**** WARNING *****
Not for the faint of heart. Decapitated snake picture ahead.
Friday the kids and I made a trip to the library. When we got home I began to carry our things in the house when I saw "it". The snake that got away. I'm sure in Griffin's mind it will continue to get bigger. This will serve as proof to his children and grandchildren that he wasn't bitten by a deadly pit viper (kind of like the story about walking to school uphill both ways in the snow).
It was stretched out in front of the door going into the house from the garage. It was a little longer than the door is wide but not as wide as the 4 foot sections of plywood on the garage walls. I screamed at the kids to get back in the van. I got a hoe. I called my husband. He gave advice. I hung up the phone. I looked at the snake.

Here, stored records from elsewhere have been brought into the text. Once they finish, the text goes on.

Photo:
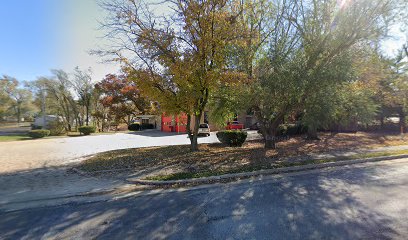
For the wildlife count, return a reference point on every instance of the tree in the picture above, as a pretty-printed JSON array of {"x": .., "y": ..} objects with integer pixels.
[
  {"x": 18, "y": 99},
  {"x": 121, "y": 97},
  {"x": 309, "y": 37},
  {"x": 59, "y": 99},
  {"x": 83, "y": 86},
  {"x": 178, "y": 58}
]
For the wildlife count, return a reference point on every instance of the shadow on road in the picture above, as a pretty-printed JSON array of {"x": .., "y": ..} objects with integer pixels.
[{"x": 313, "y": 206}]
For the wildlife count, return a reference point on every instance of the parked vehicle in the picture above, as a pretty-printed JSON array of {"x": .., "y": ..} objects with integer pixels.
[
  {"x": 235, "y": 125},
  {"x": 254, "y": 126},
  {"x": 204, "y": 129}
]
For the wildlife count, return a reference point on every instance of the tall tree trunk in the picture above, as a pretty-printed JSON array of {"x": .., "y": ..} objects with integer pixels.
[
  {"x": 269, "y": 133},
  {"x": 312, "y": 133},
  {"x": 270, "y": 141},
  {"x": 193, "y": 133},
  {"x": 402, "y": 123}
]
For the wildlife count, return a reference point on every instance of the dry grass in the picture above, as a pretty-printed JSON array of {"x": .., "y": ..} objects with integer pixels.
[{"x": 156, "y": 161}]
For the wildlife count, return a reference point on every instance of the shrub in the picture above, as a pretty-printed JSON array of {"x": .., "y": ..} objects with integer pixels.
[
  {"x": 39, "y": 133},
  {"x": 233, "y": 138},
  {"x": 290, "y": 129},
  {"x": 56, "y": 127},
  {"x": 134, "y": 127},
  {"x": 147, "y": 126},
  {"x": 35, "y": 127},
  {"x": 87, "y": 130}
]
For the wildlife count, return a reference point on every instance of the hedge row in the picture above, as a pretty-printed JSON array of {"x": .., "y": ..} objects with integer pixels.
[
  {"x": 138, "y": 127},
  {"x": 233, "y": 138}
]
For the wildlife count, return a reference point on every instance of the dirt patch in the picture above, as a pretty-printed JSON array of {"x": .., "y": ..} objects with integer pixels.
[{"x": 154, "y": 161}]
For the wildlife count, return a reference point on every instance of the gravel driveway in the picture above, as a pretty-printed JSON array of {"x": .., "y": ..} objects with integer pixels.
[
  {"x": 30, "y": 154},
  {"x": 32, "y": 170}
]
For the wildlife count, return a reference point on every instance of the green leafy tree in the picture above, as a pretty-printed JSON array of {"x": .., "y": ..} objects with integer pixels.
[
  {"x": 309, "y": 37},
  {"x": 178, "y": 58}
]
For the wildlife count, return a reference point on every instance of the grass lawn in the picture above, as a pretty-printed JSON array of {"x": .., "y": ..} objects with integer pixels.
[
  {"x": 177, "y": 162},
  {"x": 13, "y": 138}
]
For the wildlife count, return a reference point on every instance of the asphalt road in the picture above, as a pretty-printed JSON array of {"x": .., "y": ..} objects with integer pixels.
[{"x": 365, "y": 201}]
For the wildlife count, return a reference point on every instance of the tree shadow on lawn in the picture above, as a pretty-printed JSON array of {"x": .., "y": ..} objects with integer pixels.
[
  {"x": 218, "y": 158},
  {"x": 321, "y": 205}
]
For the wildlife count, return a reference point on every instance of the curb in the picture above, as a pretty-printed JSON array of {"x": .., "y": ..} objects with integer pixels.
[{"x": 235, "y": 176}]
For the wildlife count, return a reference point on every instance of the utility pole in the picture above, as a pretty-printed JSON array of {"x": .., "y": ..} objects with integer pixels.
[{"x": 43, "y": 105}]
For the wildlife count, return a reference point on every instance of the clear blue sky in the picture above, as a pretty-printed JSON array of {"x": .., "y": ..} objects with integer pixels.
[
  {"x": 29, "y": 33},
  {"x": 39, "y": 35}
]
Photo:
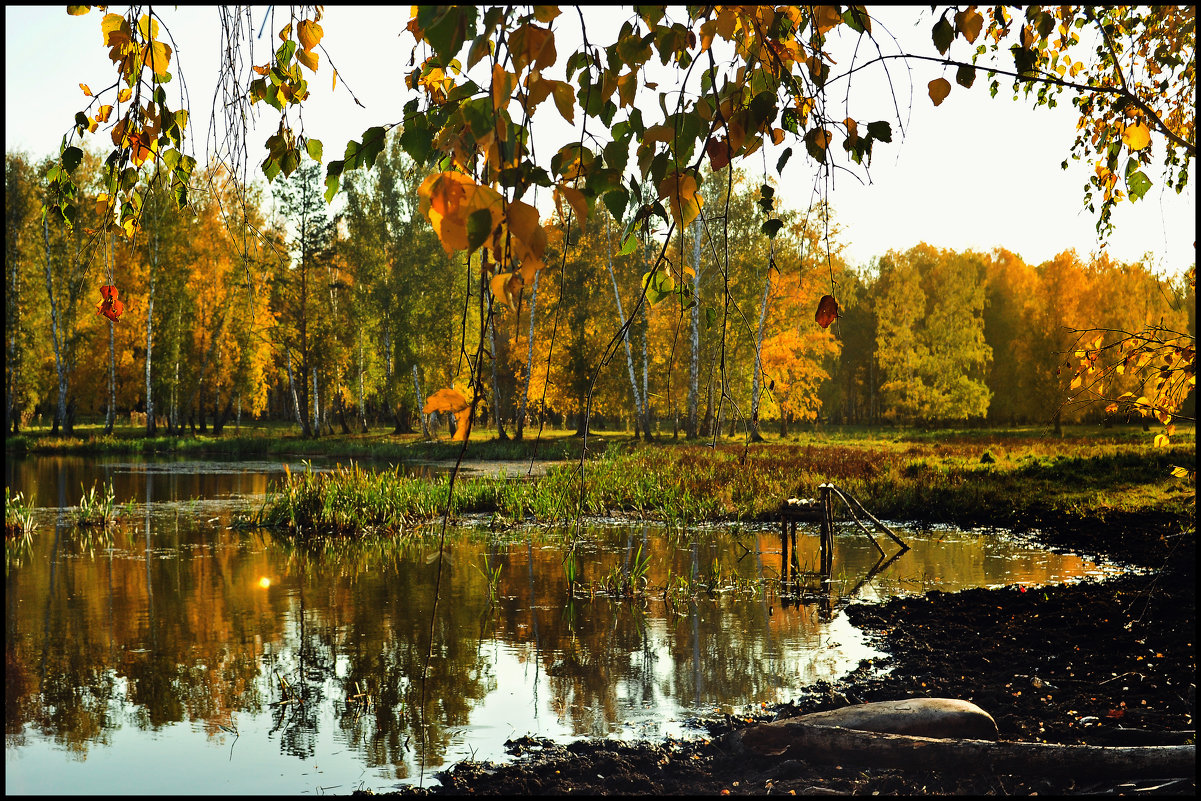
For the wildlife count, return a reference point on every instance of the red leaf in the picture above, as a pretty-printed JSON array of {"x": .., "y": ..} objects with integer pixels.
[
  {"x": 109, "y": 306},
  {"x": 828, "y": 311}
]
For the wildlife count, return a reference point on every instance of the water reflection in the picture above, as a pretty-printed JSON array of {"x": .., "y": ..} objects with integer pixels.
[{"x": 150, "y": 653}]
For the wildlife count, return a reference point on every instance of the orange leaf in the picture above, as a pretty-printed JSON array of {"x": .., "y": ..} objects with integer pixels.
[
  {"x": 826, "y": 17},
  {"x": 309, "y": 59},
  {"x": 446, "y": 400},
  {"x": 939, "y": 88},
  {"x": 828, "y": 311},
  {"x": 969, "y": 23},
  {"x": 109, "y": 306},
  {"x": 1136, "y": 136},
  {"x": 575, "y": 198}
]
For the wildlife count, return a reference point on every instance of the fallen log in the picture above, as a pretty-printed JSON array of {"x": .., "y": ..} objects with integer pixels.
[
  {"x": 810, "y": 742},
  {"x": 924, "y": 717}
]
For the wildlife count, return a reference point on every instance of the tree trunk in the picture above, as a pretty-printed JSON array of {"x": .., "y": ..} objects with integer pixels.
[
  {"x": 363, "y": 406},
  {"x": 60, "y": 370},
  {"x": 525, "y": 390},
  {"x": 154, "y": 262},
  {"x": 496, "y": 388},
  {"x": 758, "y": 362},
  {"x": 621, "y": 322},
  {"x": 694, "y": 360},
  {"x": 316, "y": 406},
  {"x": 111, "y": 412},
  {"x": 296, "y": 401},
  {"x": 341, "y": 412},
  {"x": 810, "y": 742}
]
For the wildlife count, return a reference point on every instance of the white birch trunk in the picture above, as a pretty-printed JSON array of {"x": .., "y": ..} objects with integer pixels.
[
  {"x": 758, "y": 362},
  {"x": 496, "y": 386},
  {"x": 59, "y": 366},
  {"x": 292, "y": 387},
  {"x": 694, "y": 362},
  {"x": 417, "y": 390},
  {"x": 621, "y": 321},
  {"x": 525, "y": 390}
]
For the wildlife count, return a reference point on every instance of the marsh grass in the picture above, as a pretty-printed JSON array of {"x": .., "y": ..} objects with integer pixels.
[
  {"x": 963, "y": 477},
  {"x": 96, "y": 509},
  {"x": 18, "y": 516}
]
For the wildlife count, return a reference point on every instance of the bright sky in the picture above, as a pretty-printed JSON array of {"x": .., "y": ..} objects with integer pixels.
[{"x": 975, "y": 172}]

He was still pretty much stretched out. He raised his head up off the ground. I'm sure I screamed. If I didn't, I thought about it. I swung the hoe. . . . .
Now Mr. Snake was really mad. He coiled up and was lifting his head much higher. He was darting his tongue and hissing. I began to shake. I called my husband. I begged him to come home. He said he would. Did I mention we live about 25 minutes from his lot? Twenty-five minutes is a long time when you are 4 feet from a snake. I watched him. I let the children who were begging for a potty break get out of the van on the driver's side (the snake was at the front passenger's side). They went around the entire house and entered through the back door.
I waited. I waited. I shook all over. I waited. I called. I waited. I shook some more. I called again. I waited.
Kent arrived. I really don't think I've been much happier to see him, ever! One of my lovely children (I'm guessing of the male variety) had pushed a furniture dolly up by the door. The snake was partly on the dolly between it and the wall. Which is part of the reason I missed. I had to raise the hoe up high enough to get between the dolly and the wall. And you know I was going no closer than absolutely necessary. I was holding the very end of the hoe. When he coiled I was afraid I wouldn't be able to get a clean blow just behind the head and then I would have a really angry snake.
Kent carefully slid the dolly out from under the snake. Then he used the dolly to hold it down. It took a few attempts to get a clean cut but the snake was finally headless!!!!!!!!!!!!!!!!
Now - can I ignore the fact that Madisyn says she saw another the next day!
Hi Stacy. You know that's a harmless snake? They have tiny peg like teeth and absolutely no venom or way of harming someone....not even a child. Please maybe take some time while homeschooling your children to teach them about snakes and about how beneficial they are. People have an irrational fear of these animals and it's inexcusable. Research the snakes in your area. Find out which ones are venomous. If you find it necessary to kill a venomous snake for the safety of your children then so be it, but please find it in you to not kill harmless animals, no matter how frightened you are of them. That snake was simply protecting itself. Just thought I'd say something. I grew up in the south and have witnessed this numerous times and the snakes have always been non-venomous. Venomous snakes are VERY easy to distinguish with some basic knowledge. Thanks!ReplyDelete
Yes, we realized it's a non-venomous snake. I mentioned that in the post about my son being bit. That said, a bite is a bite. Venom is not the only concern with a bite of any kind. Therefore, I do not believe it was harmless. Snakes in my children's play area will be killed. Just like we would remove a wasp nest or dog that nipped at them. If I happen upon a snake in the woods, I'll leave it be. If it bites my small child and strikes at me, it's a goner. The same year we also had the same type snake get in our home. We actually tried to remove it but it preferred to strike rather than exit the open door. If either one had simply slithered away, it would have lived another day.Delete
As far as learning what is venomous and not, we did have such a discussion. We found pictures of snakes in our area and talked about which ones were a danger and which were non-venomous.In fact, according to our state's wildlife officials it is extremely difficult to tell the difference between the yellow bellied water snake and a water mocassin (venomous). One of the major differences is that the water snake is supposed to be non-agressive. The other differences are much more subtle. I believe we'll have to disagree that non-venomous equals harmless.